Adaptive Depth Estimation via SoftHebbLayer in a Hybrid ResNet-UNet Architecture

1. Introduction

Depth estimation is a crucial part in the field of computer vision, with extensive applications in navigation tasks. The ability to accurately perceive and interpret the three-dimensional structure of the environment from a two-dimensional image is vital for machines to interact correctly and efficiently in real life.

Historically, depth estimation has been approached through a variety of methods. Traditional techniques, like stereo vision, rely on multiple cameras to mimic human binocular vision, inferring depth from the disparity between two images captured from slightly different viewpoints. Other methods include structured-light systems that project a pattern onto the scene and measure deformations of this pattern to deduce depth. However, such methods often require specific hardware setups and controlled lighting conditions, limiting their applicability in dynamic environments.

The advent of deep learning has revolutionized this domain, with convolutional neural networks (CNNs) setting new benchmarks in accuracy and robustness.

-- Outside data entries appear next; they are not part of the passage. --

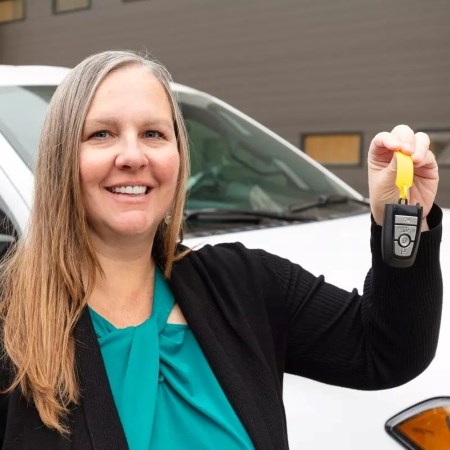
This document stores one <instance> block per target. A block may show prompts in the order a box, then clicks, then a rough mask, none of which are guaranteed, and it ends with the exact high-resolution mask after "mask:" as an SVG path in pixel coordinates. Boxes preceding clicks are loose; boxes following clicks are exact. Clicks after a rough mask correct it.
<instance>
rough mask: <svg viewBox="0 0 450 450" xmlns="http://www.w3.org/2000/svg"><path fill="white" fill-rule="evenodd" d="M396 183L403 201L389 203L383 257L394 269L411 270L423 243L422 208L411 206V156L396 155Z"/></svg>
mask: <svg viewBox="0 0 450 450" xmlns="http://www.w3.org/2000/svg"><path fill="white" fill-rule="evenodd" d="M396 157H397V180H396V184H397V187H398V188H399V193H400V198H399V200H398V203H397V204H386V205H385V208H384V219H383V229H382V240H381V245H382V248H381V249H382V257H383V260H384V262H385V263H386V264H388V265H390V266H391V267H400V268H403V267H410V266H412V265H413V264H414V261H415V259H416V254H417V248H418V247H419V241H420V226H421V223H422V207H421V206H420V204H419V203H417V204H416V205H409V204H408V192H409V188H410V187H411V186H412V182H413V173H414V167H413V162H412V159H411V157H410V156H408V155H405V154H403V153H401V152H400V151H397V152H396Z"/></svg>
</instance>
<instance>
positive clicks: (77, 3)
mask: <svg viewBox="0 0 450 450" xmlns="http://www.w3.org/2000/svg"><path fill="white" fill-rule="evenodd" d="M90 6H91V0H53V12H54V13H56V14H58V13H62V12H69V11H77V10H79V9H88V8H90Z"/></svg>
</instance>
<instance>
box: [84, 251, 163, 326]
mask: <svg viewBox="0 0 450 450" xmlns="http://www.w3.org/2000/svg"><path fill="white" fill-rule="evenodd" d="M130 244H132V243H130ZM94 248H95V250H96V253H97V258H98V261H99V263H100V266H101V268H102V270H103V274H100V273H99V274H97V276H96V282H95V285H94V287H93V290H92V293H91V295H90V297H89V300H88V303H89V306H91V307H92V308H93V309H94V310H95V311H96V312H98V313H99V314H100V315H101V316H102V317H104V318H105V319H107V320H108V321H109V322H111V323H113V324H114V325H115V326H117V327H118V328H123V327H126V326H130V325H138V324H140V323H142V322H143V321H145V320H146V319H147V318H148V317H149V316H150V314H151V309H152V303H153V284H154V273H155V272H154V271H155V262H154V260H153V258H152V256H151V250H152V246H151V245H145V246H142V245H140V246H137V245H129V246H126V247H125V246H123V245H120V246H119V245H105V244H104V243H102V244H101V245H100V243H99V242H94Z"/></svg>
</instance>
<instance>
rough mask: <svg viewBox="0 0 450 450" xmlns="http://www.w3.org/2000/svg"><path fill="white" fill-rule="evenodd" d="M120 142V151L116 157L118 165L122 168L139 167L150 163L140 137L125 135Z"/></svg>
mask: <svg viewBox="0 0 450 450" xmlns="http://www.w3.org/2000/svg"><path fill="white" fill-rule="evenodd" d="M121 141H122V142H120V149H119V153H118V154H117V157H116V166H117V167H119V168H121V169H133V170H135V169H139V168H141V167H144V166H146V165H147V164H148V159H147V156H146V154H145V148H144V147H143V144H142V143H141V142H139V138H138V137H134V136H133V137H131V136H128V137H123V138H122V139H121Z"/></svg>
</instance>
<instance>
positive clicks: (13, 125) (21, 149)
mask: <svg viewBox="0 0 450 450" xmlns="http://www.w3.org/2000/svg"><path fill="white" fill-rule="evenodd" d="M55 89H56V87H55V86H1V87H0V133H1V134H3V136H4V137H5V138H6V140H7V141H8V142H9V143H10V144H11V145H12V147H13V148H14V149H15V150H16V151H17V153H18V154H19V156H20V157H21V158H22V159H23V160H24V161H25V163H26V164H27V166H28V167H30V168H32V167H33V164H34V160H35V157H36V149H37V146H38V142H39V133H40V130H41V128H42V124H43V122H44V117H45V113H46V111H47V106H48V103H49V101H50V99H51V97H52V95H53V93H54V92H55Z"/></svg>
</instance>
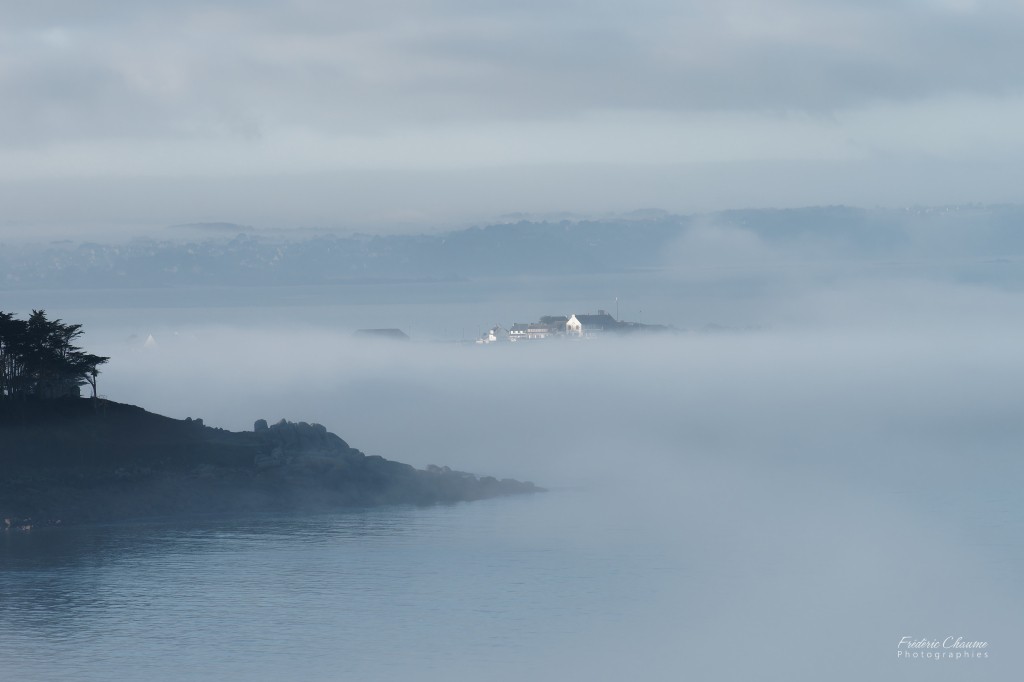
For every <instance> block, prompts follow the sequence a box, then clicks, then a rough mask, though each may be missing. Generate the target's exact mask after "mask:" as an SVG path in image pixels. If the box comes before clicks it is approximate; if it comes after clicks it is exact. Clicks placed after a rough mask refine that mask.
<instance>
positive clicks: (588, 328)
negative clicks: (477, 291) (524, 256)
mask: <svg viewBox="0 0 1024 682" xmlns="http://www.w3.org/2000/svg"><path fill="white" fill-rule="evenodd" d="M668 330H669V328H668V327H665V326H664V325H641V324H640V323H630V322H623V321H621V319H615V318H614V317H612V316H611V315H610V314H608V313H607V312H605V311H604V310H598V311H597V313H595V314H590V313H586V314H585V313H575V314H571V315H568V316H565V315H545V316H543V317H541V318H540V319H539V321H538V322H536V323H516V324H515V325H512V327H511V328H509V329H505V328H504V327H502V326H500V325H497V326H495V327H493V328H490V329H489V330H487V331H486V332H485V333H484V334H483V336H481V337H480V338H479V339H477V340H476V342H477V343H515V342H517V341H537V340H543V339H551V338H578V339H584V338H593V337H596V336H601V335H605V334H626V333H635V332H664V331H668Z"/></svg>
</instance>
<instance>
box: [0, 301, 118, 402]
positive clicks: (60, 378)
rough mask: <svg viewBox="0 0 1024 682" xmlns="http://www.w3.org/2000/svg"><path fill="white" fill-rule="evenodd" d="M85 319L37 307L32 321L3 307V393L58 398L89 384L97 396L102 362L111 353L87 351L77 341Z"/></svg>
mask: <svg viewBox="0 0 1024 682" xmlns="http://www.w3.org/2000/svg"><path fill="white" fill-rule="evenodd" d="M80 336H82V326H81V325H66V324H65V323H63V322H62V321H60V319H48V318H47V317H46V311H45V310H33V311H32V314H31V315H29V318H28V319H27V321H23V319H17V318H16V317H14V315H13V314H12V313H9V312H2V311H0V398H8V399H9V398H25V397H29V396H33V397H40V398H54V397H62V396H67V395H74V394H76V393H77V389H78V387H79V386H82V385H85V384H89V385H90V386H91V387H92V395H93V397H95V396H96V377H97V375H98V374H99V369H98V368H99V366H100V365H103V364H104V363H106V361H108V360H109V359H110V357H104V356H102V355H93V354H91V353H87V352H85V351H84V350H82V348H80V347H79V346H77V345H76V344H75V341H76V340H77V339H78V338H79V337H80Z"/></svg>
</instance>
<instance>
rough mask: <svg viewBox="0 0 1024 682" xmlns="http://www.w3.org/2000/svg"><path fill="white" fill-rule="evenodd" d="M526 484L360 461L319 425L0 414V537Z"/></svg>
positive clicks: (438, 467) (99, 403)
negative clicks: (245, 425)
mask: <svg viewBox="0 0 1024 682" xmlns="http://www.w3.org/2000/svg"><path fill="white" fill-rule="evenodd" d="M540 489H541V488H538V487H537V486H535V485H534V484H532V483H528V482H520V481H515V480H511V479H504V480H497V479H495V478H492V477H487V476H485V477H482V478H478V477H477V476H475V475H472V474H468V473H464V472H458V471H453V470H451V469H449V468H447V467H437V466H430V467H427V469H423V470H421V469H416V468H414V467H412V466H410V465H408V464H401V463H399V462H394V461H390V460H386V459H384V458H382V457H377V456H367V455H365V454H364V453H361V452H359V451H358V450H355V449H353V447H351V446H350V445H349V444H348V443H346V442H345V441H344V440H342V439H341V438H340V437H338V436H337V435H335V434H334V433H331V432H329V431H328V430H327V429H326V428H325V427H324V426H322V425H319V424H307V423H305V422H298V423H293V422H287V421H284V420H282V421H280V422H278V423H276V424H273V425H268V424H267V422H266V421H264V420H259V421H257V422H256V424H255V425H254V428H253V430H252V431H248V432H230V431H225V430H223V429H217V428H211V427H208V426H205V425H204V424H203V422H202V420H194V419H188V420H175V419H170V418H167V417H162V416H160V415H155V414H152V413H148V412H145V411H144V410H142V409H140V408H136V407H133V406H127V404H121V403H117V402H111V401H108V400H91V399H65V400H51V401H40V402H30V403H22V404H13V406H12V404H4V406H0V530H2V529H3V528H5V527H6V528H18V527H29V526H33V525H34V526H39V525H57V524H61V525H62V524H67V523H79V522H92V521H111V520H123V519H129V518H138V517H147V516H170V515H178V514H187V513H211V512H246V511H285V510H317V509H330V508H336V507H351V506H371V505H385V504H416V505H425V504H436V503H452V502H460V501H469V500H479V499H483V498H490V497H496V496H502V495H513V494H521V493H534V492H538V491H540Z"/></svg>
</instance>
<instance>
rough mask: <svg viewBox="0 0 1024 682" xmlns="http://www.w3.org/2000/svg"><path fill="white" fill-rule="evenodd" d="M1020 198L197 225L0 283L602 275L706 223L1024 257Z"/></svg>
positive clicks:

Early machine learning approaches involved feature extraction and regression techniques. Later, models such as AlexNet [1] and subsequent architectures like VGG [2] and ResNet [3] also pushed the boundaries by enabling feature learning directly from data, eliminating the need for manual feature design and greatly improving the accuracy and efficiency of the model. Recent researchers have put forward more advanced architectures such as UNet [4] and FCN [5] for pixel-level predictions, allowing for detailed depth maps from single images. Innovations in network design, such as DenseNet [6] and the introduction of attention mechanisms [7], have further refined the accuracy of depth predictions under various conditions. However, these deep learning-based methods often struggle with generalization. Furthermore, the computational efficiency of deep learning models and their ability to operate in real-time on edge devices remain a concern, particularly for applications in mobile robotics and navigation systems.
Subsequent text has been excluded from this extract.